Você é livre, mas não sabe
Daqui de cima observo as figueiras que se estiram pelo canteiro central da avenida. Venta forte, talvez chova e, por alguns momentos, me parece mesmo que aquelas árvores de raízes enormes serão levadas como plumas pela brutalidade do vento. Que elas, pesadas e fundas, sairão por aí, contrariando tudo o que se sabe sobre figueiras.
Elas dançam, se curvam, ameaçam, mas não, elas não se vão. Estão há séculos ali, fincadas, fazendo sombra para si próprias, alimentando-se de floquinhos de luz, sendo o que nasceram para ser. Assim também seguimos, ameaçando dar passos que não damos, nos esticando em direção aos nossos sonhos, mas não o suficiente para agarrá-los.
Assim somos, por tantas vezes sem sair do lugar. O que nos prende? É a fundura de nossas raízes ou a rasura de nossos medos? Os amores que nos calharam aceitar; o emprego que paga as contas, mas adoece o peito; os amigos nem tão amigos cuja maldade aprendemos a tolerar; tudo ao que nos acostumamos se torna nossa prisão voluntária.
E as figueiras seguem as mudanças da estação, fingindo que se tornam outras, fingindo-se diferentes, fincadas no canteiro central. Assim, fomos criados para sermos a sombra dos sonhos dos outros. O mundo está aí, sussurrando baixinho.
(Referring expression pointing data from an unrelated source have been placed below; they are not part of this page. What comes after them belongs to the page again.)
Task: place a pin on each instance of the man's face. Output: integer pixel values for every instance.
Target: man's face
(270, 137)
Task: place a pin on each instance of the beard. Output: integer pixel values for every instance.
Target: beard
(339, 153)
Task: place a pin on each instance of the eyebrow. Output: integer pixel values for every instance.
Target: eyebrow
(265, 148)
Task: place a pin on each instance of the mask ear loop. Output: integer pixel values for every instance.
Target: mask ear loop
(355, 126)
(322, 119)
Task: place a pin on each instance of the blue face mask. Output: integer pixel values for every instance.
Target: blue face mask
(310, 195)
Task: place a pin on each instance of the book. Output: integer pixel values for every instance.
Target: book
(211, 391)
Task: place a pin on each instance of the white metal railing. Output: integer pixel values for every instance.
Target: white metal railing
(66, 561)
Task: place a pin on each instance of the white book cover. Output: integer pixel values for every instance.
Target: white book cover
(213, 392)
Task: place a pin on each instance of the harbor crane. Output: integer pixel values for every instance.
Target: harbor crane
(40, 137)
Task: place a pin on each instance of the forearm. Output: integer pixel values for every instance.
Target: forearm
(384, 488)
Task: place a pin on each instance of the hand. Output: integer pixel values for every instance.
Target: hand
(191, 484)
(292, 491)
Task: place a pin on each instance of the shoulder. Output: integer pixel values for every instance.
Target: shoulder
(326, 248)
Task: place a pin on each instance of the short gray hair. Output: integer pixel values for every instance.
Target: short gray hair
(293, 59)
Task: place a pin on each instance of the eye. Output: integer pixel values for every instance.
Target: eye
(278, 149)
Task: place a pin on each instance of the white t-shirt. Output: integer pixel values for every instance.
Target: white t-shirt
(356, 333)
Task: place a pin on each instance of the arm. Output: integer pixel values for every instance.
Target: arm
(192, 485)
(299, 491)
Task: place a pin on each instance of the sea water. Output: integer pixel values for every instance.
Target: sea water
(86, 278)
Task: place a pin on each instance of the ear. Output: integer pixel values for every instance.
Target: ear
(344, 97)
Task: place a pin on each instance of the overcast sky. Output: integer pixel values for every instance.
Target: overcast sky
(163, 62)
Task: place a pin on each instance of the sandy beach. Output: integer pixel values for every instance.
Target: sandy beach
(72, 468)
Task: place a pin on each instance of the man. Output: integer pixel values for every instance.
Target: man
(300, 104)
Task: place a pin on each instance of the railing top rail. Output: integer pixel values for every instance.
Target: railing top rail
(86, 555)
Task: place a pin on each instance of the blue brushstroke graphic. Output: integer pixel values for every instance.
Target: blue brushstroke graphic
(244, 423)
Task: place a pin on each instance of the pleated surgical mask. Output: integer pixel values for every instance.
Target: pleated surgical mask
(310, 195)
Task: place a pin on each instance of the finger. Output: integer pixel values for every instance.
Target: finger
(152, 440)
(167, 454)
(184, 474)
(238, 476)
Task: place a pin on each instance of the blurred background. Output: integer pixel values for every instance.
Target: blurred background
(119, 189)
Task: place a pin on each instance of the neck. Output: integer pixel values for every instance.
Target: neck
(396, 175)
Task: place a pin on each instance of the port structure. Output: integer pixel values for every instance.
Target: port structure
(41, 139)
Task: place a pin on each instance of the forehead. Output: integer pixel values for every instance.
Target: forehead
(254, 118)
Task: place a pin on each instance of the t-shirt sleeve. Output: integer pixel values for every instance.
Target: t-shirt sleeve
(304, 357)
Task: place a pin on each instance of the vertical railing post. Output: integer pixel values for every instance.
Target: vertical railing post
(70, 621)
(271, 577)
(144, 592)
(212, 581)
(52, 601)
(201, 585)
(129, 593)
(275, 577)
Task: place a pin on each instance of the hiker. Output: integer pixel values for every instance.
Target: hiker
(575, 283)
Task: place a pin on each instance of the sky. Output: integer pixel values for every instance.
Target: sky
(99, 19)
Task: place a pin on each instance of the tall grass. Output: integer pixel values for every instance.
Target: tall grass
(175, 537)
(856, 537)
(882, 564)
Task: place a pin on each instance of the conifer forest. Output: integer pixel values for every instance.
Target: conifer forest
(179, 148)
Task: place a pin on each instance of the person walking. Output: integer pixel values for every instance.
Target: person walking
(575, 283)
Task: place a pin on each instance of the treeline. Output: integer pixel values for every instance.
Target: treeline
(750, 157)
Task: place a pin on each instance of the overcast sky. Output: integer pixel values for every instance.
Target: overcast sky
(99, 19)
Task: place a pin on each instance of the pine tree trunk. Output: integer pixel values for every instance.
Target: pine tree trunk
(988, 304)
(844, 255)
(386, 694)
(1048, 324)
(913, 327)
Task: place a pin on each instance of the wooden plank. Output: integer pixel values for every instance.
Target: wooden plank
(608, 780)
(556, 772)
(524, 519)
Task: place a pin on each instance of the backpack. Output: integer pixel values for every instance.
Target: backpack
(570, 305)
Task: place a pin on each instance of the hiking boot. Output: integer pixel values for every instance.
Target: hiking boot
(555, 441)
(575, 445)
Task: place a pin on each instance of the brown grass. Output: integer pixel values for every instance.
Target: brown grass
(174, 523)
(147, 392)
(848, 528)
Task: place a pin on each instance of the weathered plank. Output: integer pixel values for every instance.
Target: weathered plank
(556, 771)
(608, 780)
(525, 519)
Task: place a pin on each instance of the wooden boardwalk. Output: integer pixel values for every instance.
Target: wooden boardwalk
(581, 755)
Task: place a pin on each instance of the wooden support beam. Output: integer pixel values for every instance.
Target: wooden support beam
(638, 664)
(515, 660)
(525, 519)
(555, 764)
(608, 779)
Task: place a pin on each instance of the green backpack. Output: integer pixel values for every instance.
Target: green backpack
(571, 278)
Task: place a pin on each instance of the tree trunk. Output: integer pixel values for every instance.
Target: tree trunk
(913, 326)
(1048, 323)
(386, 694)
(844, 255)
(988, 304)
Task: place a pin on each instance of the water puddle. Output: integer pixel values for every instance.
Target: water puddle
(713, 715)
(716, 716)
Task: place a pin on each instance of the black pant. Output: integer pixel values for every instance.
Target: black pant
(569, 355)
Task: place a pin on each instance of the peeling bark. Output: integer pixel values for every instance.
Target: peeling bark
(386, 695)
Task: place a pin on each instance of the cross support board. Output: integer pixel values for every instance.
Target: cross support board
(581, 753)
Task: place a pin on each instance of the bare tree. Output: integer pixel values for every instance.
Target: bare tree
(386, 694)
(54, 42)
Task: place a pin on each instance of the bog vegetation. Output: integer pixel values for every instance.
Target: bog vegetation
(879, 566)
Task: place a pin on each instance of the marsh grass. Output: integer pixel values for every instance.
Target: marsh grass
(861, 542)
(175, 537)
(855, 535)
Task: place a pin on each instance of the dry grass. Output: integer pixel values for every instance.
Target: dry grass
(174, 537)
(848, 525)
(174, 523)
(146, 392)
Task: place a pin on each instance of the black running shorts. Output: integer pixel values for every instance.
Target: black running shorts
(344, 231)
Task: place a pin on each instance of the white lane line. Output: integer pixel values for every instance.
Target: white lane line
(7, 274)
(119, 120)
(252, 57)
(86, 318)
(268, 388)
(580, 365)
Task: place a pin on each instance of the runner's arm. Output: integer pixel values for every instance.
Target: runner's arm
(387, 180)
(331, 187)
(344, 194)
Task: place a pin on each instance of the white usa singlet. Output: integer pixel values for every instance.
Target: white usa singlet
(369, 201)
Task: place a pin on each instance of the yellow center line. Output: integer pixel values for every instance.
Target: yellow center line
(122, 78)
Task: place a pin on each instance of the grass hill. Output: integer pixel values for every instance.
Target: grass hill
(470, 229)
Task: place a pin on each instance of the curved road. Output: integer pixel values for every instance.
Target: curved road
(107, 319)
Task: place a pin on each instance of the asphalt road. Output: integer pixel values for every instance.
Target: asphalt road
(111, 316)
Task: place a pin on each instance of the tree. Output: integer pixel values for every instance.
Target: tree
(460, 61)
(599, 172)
Contrarie tudo o que se sabe sobre você. Cale as suas próprias ameaças e vá. Ao contrário das figueiras, nossas raízes estão plantadas no solo de nossos corações, mas nossos passos são livres. Perigosamente livres. Gosto de pensar que se não soubessem que são figueiras, o canteiro central agora estaria vazio. Todas soltas por aí.